Une vie au service des autres (5)
5 (SUITE)
Père Jean avait compris que son invité était ou devait être quelqu'un d'important aux yeux de la police militaire. Mais, le Père Jean campait sur sa position de ne rien dire. Fait dire, qu'il ne savait qui il était et lui avait donné un faux nom. (Il le sut par la suite, mais ne regretta rien de ses faits). Père Jean fut enfermé dans un cachot de 3 m sur 2 m et il n'en ressortait que pour répondre à la police militaire. Son cachot était dans le noir complet, seule une ouverture pour lui donner un bol de riz et un peu d'eau par jour. Comme ses réponses ne variaient pas, ils installèrent un système de radio qui tout au long du jour et de la nuit, lui posait les mêmes questions afin de l'empêcher de dormir. C'était de l'acharnement psychologique et ils ne prenaient plus la peine de le sortir du cachot tant qu'il ne voudrait pas parler. Cette voix tonitruante venant de nulle part, l'affectait beaucoup. Au début, il décida de faire de l'exercice et de marcher dans son petit cachot afin de conserver un peu de lucidité et de dignité. Il priait beaucoup. La police lui avait laissé son chapelet. Il comptait les jours inconsciemment, mais dans le noir, il perdit très vite la notion du jour et de la nuit. A force d'égrener son chapelet, ce dernier se cassait et les grains tombaient. Il déchira sa soutane ou du moins ce qu'il en restait, pour tirer un fil et renfiler les grains de son chapelet. Dans le noir, cela prenait des proportions inimaginables et un jour de colère, il jeta tout contre le mur. Il ne put jamais refaire son chapelet, mais les prières, il les avait dans sa tête.
Puis est venu le temps ou plus personne ne s'est occupé de lui, si ce n'est pour lui porter son bol de riz et un peu d'eau chaque jour, et la police a décidé de le laisser croupir dans son cachot.
Père Jean est resté des années dans son cachot, sans jamais parler à quelqu'un, ni voir le jour ou la moindre lumière. Son psychisme mental commençait à défaillir, parfois il avait des trous de mémoire en récitant ses prières ou en murmurant des chants de messe. En dernier, lorsque l'on lui posait son bol de riz et un peu d'eau, il se réfugiait au coin du cachot, tapi comme un petit animal ? Faut pas oublier que la radio fonctionnait toujours, mais par intermittence, afin de continuer à lui rappeler le pourquoi il était là....
Le jour de la délivrance, un militaire vint le chercher, il n'osait pas avancer et ne savait plus trop comment marcher.
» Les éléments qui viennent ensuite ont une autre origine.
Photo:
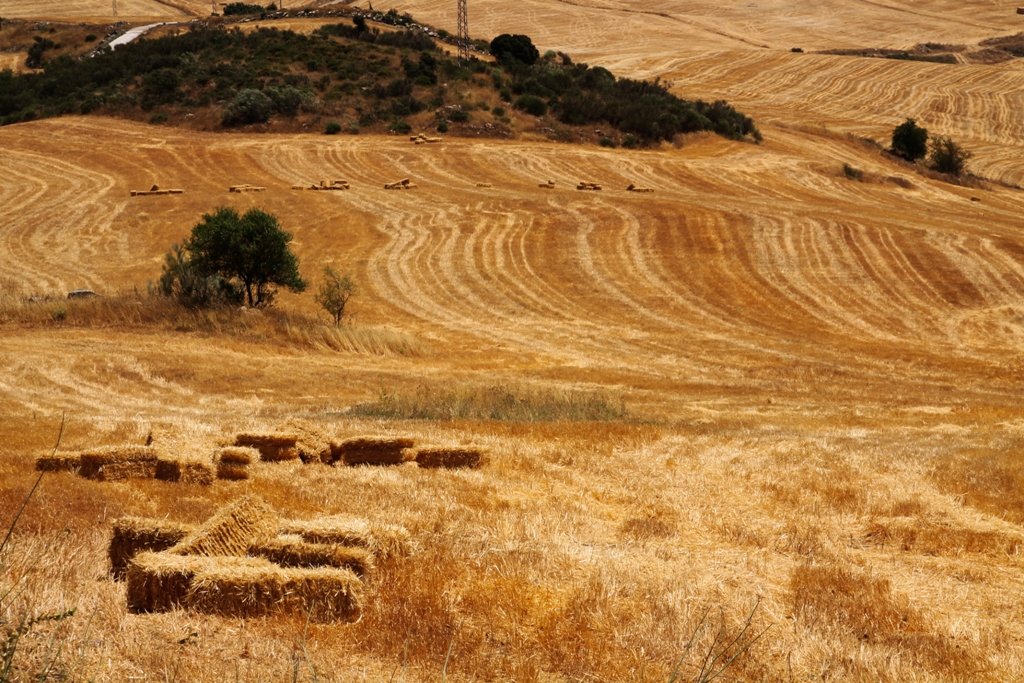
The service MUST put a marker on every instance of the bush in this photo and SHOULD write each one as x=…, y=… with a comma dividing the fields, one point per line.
x=531, y=104
x=947, y=157
x=249, y=107
x=909, y=140
x=243, y=8
x=511, y=48
x=250, y=252
x=334, y=294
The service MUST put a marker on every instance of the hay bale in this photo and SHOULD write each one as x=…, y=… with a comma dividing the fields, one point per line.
x=136, y=535
x=325, y=594
x=58, y=462
x=449, y=458
x=247, y=521
x=120, y=462
x=184, y=471
x=294, y=552
x=371, y=451
x=383, y=541
x=312, y=443
x=272, y=446
x=238, y=455
x=232, y=471
x=158, y=582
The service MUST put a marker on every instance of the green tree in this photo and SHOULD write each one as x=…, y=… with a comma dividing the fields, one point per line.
x=250, y=250
x=947, y=157
x=334, y=294
x=909, y=140
x=510, y=48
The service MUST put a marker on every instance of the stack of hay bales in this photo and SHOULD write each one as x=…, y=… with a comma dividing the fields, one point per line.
x=233, y=462
x=119, y=462
x=237, y=564
x=127, y=462
x=449, y=458
x=326, y=185
x=371, y=451
x=381, y=541
x=635, y=188
x=272, y=446
x=184, y=471
x=312, y=444
x=135, y=535
x=58, y=462
x=423, y=139
x=155, y=190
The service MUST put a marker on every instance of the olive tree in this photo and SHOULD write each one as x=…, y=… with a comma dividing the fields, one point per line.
x=248, y=255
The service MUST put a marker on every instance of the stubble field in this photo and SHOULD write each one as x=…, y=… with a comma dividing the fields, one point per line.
x=821, y=376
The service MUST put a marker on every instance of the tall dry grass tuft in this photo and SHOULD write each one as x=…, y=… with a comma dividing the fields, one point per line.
x=846, y=604
x=135, y=310
x=494, y=402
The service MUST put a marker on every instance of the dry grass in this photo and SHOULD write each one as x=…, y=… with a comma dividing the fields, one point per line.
x=139, y=311
x=493, y=402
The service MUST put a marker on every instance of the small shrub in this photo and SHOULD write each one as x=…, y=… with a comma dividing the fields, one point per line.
x=909, y=140
x=250, y=107
x=947, y=157
x=334, y=294
x=400, y=127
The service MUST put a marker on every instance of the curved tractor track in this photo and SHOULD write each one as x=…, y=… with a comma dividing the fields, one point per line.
x=748, y=264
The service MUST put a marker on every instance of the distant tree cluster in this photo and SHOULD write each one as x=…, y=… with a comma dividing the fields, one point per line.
x=578, y=94
x=910, y=141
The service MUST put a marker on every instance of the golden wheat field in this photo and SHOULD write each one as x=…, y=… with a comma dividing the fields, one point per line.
x=807, y=466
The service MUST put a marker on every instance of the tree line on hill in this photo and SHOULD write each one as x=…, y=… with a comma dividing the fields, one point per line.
x=351, y=71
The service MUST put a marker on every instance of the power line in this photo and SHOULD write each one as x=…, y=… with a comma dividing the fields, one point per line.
x=463, y=33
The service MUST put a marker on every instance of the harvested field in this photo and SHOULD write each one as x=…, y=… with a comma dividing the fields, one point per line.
x=132, y=536
x=820, y=376
x=449, y=458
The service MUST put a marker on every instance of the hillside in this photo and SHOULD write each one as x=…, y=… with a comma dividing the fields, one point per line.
x=771, y=399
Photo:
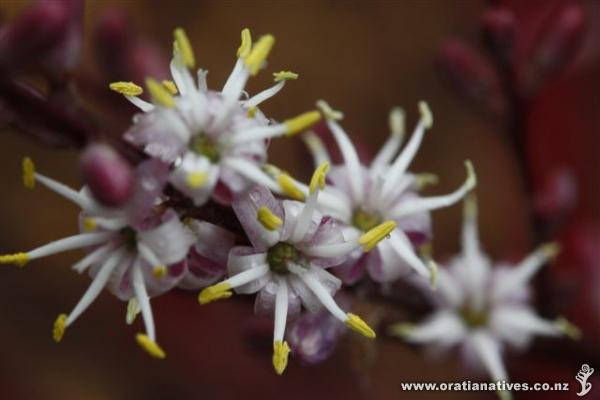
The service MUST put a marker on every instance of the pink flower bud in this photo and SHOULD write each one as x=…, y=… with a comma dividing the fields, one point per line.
x=36, y=32
x=108, y=176
x=471, y=76
x=500, y=32
x=555, y=48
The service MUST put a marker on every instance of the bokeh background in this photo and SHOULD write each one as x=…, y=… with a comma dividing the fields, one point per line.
x=363, y=57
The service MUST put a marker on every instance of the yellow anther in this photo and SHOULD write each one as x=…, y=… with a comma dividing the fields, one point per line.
x=284, y=76
x=355, y=323
x=424, y=180
x=246, y=45
x=329, y=112
x=471, y=181
x=170, y=86
x=252, y=111
x=133, y=309
x=182, y=43
x=269, y=220
x=426, y=115
x=433, y=274
x=567, y=328
x=28, y=173
x=89, y=224
x=281, y=350
x=196, y=180
x=396, y=121
x=18, y=259
x=550, y=250
x=289, y=187
x=426, y=250
x=150, y=346
x=159, y=271
x=302, y=122
x=160, y=95
x=126, y=88
x=402, y=330
x=215, y=292
x=370, y=239
x=318, y=178
x=272, y=170
x=259, y=53
x=58, y=331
De plus, la lumière l'aveuglait. Il n'était que l'ombre de lui-même, toujours grand, bien que voûté et décharné. Père Jean était incapable de tenir une conversation, et avait un regard apeuré. Tout l'effrayait, du fait de le sortir subitement de son cachot « dans son trou ». Personne ne l'avait préparé à ce choc.
C'est le Consulat Français qui a réussi à le sortir de son enfer. Il avait un ami qui était à l'Ambassade de Birmanie. Cela a mis des années avant d'arriver à sa libération. Faut dire qu'à l'époque de Père Jean, la Birmanie était fermée au monde. Même son Évêque n'a rien pu faire. Pour lui, tout était bloqué.
Père Jean était considéré comme un terroriste, à la solde de l'ennemi ; (il l'apprit plus tard) donc inscrit en rouge et interdiction de remettre les pieds sur le sol birman.
Père Jean n'avait pas conscience de tout cela. La seule chose qu'il entendait, c'est qu'il allait rentrer en France. L'Ambassade s'occupa de le remettre dans un état humain. Je dirais (propre et des vêtements appropriés) une belle soutane blanche.